Novak Djokovic ist im Moment wahrlich nicht zu beneiden. Statt sich auf seine erste Runde als Titelverteidiger in Wimbledon gegen den Deutschen Philipp Kohlschreiber zu konzentrieren, muss er sich mit Zerwürfnissen, Misstrauen und Vorwürfen im ATP-Spielerrat auseinandersetzen, den er präsidiert. Sieben Stunden hat die letzte Sitzung in der Nacht von Freitag auf Samstag gedauert. Ausser der Erkenntnis, dass ein Maulwurf in den eigenen Reihen sitzt, der vertrauliche Informationen via sozialen Netzwerken nach aussen trägt, hat sie nicht viel Licht ins Dunkel der Irrungen und Wirrungen gebracht.

«Gewinnsucht und Racheakte»

Im Gegenteil – vier Vertreter im Board der Spielergewerkschaft haben genug. Weder der Schotte Jamie Murray, Bruder von Andy, noch Daniel Vallverdu, Stan Wawrinkas derzeitiger Temporär-Coach, sehen eine Zukunft in der Konstellation unter Djokovic. Auch der Holländer Robin Haase bezweifelt, dass so jemals befriedigend für die verschiedenen Interessen der Spieler gekämpft werden kann. Der Ukrainer Sergei Stachowski twittert, es sei «traurig, dass persönliche Gewinnsucht und Racheakte der Grund für den grossen Graben im Spielerrat» sind.

Vorwürfe seit Fall «Kermode» 

In diesen wurde als erstes der ATP-Präsident Chris Kermode geschaufelt. Und zwar von Djokovic, der sich trotz starken Gegenwindes aus Spielerreihen durchgesetzt haben soll. Seit dem Fall «Kermode», unter dem sich die Preisgelder seit 2013 immerhin verdoppelt haben, wird dem Serben schlechte Kommunikation vorgeworfen. Besonders Rafael Nadal, Roger Federer und Stan Wawrinka beschwerten sich, nicht über die Absetzung des ATP-Präsidenten befragt worden zu sein. Ein Nachfolger ist nicht in Sicht.

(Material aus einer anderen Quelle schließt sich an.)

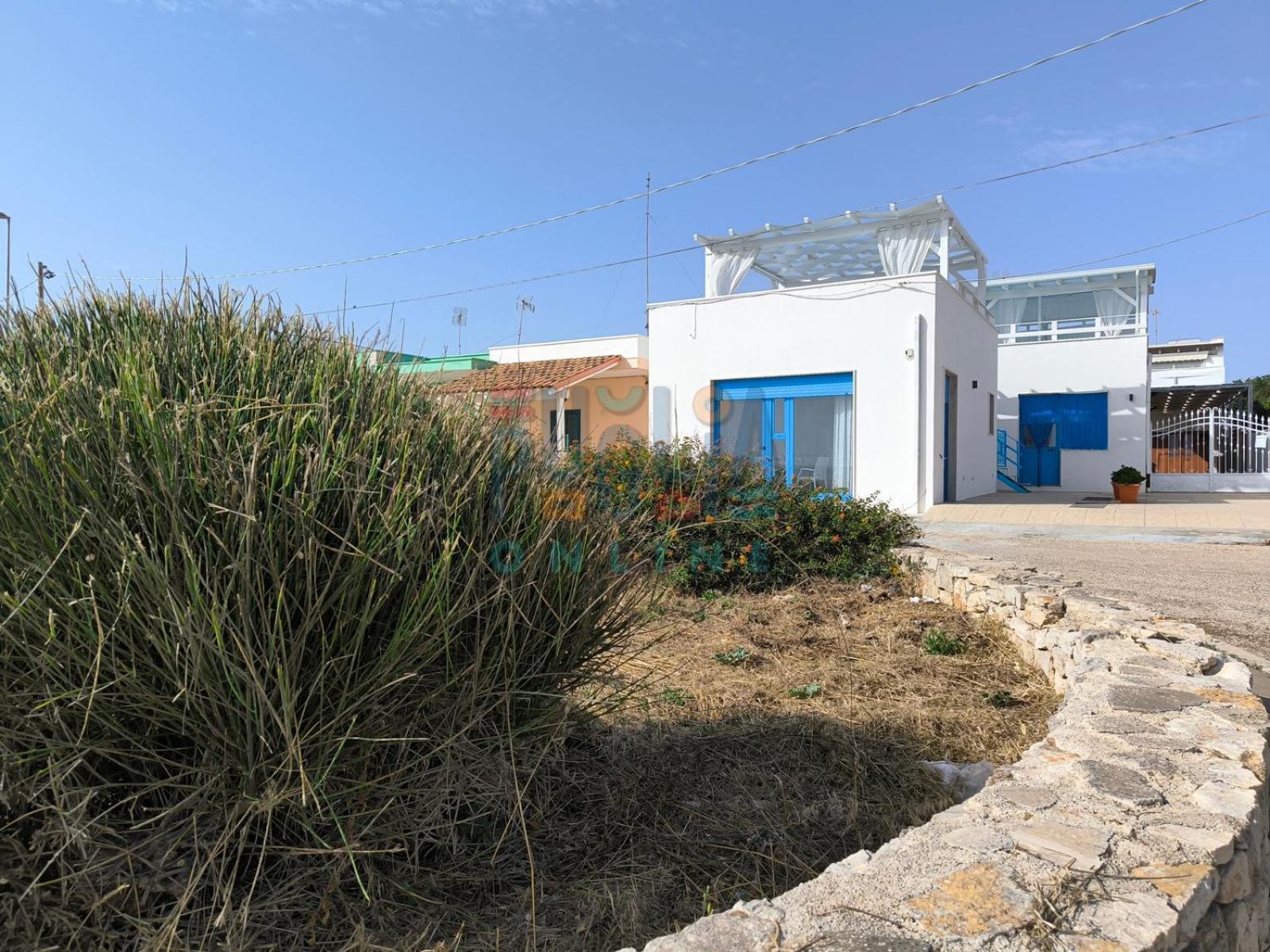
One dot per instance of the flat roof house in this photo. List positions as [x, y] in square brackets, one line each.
[870, 366]
[1073, 376]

«Habe nichts zu verstecken»

Prinzipell geht es um die Verteilung von Geldern im Tennis-Zirkus. Wie viel die reichen Grand-Slam-Turniere vom Gewinn an die Spieler weiter geben. Wie schlechter klassierte Spieler finanziell besser gestellt sein könnten. Über die Umsetzung oder das Scheitern von Ideen ist nicht viel bekannt. Und Djokovic hält sich hartnäckig bedeckt, lenkt mit Informationslecks ab. «Ich habe nichts zu verstecken, aber unsere Themen in den Meetings müssen mit oberster Priorität vertraulich behandelt werden», sagt er.

Robin Hood der Tennis-Szene

Stattdessen erklärt er sich als Robin Hood der Szene: «Mein Team will, dass ich zurücktrete. Ich habe auch darüber nachgedacht. Aber etwas in mir sagt, ich muss in dieser wichtigen Veränderungsphase des Tennis bleiben. Einen Top-Spieler zu haben, bedeutet der Gruppe im Rat viel.» Auch wenn es gegen seinen Zeitplan, sein Tennis gehe, er fühle einen grösseren Zweck. «Nur wenn ich mittendrin bin und verstehe, was in diesem System läuft, kann ich einen Unterschied machen.»

Federer genervt, Stan findets «bedenklich»

Tatsächlich blicken andere Top-Spieler wie Federer oder Wawrinka, die nicht mehr wie früher im Spielerrat engagiert sind, nicht mehr durch. «Wenn im Rat oder im Board immer gestritten wird, bewegt sich der Sport nicht mehr in die richtige Richtung», sagt Roger genervt, gibt aber zu:  «Es kehrt einfach keine Ruhe ein. Ich weiss aber auch nicht, was die Lösung ist.» Und auch Stan hat die nicht parat, das Ganze sei zu kompliziert. Sicher sei nur: «Die Situation ist bedenklich, die Emotionen gehen hoch und man hört nur Negatives.»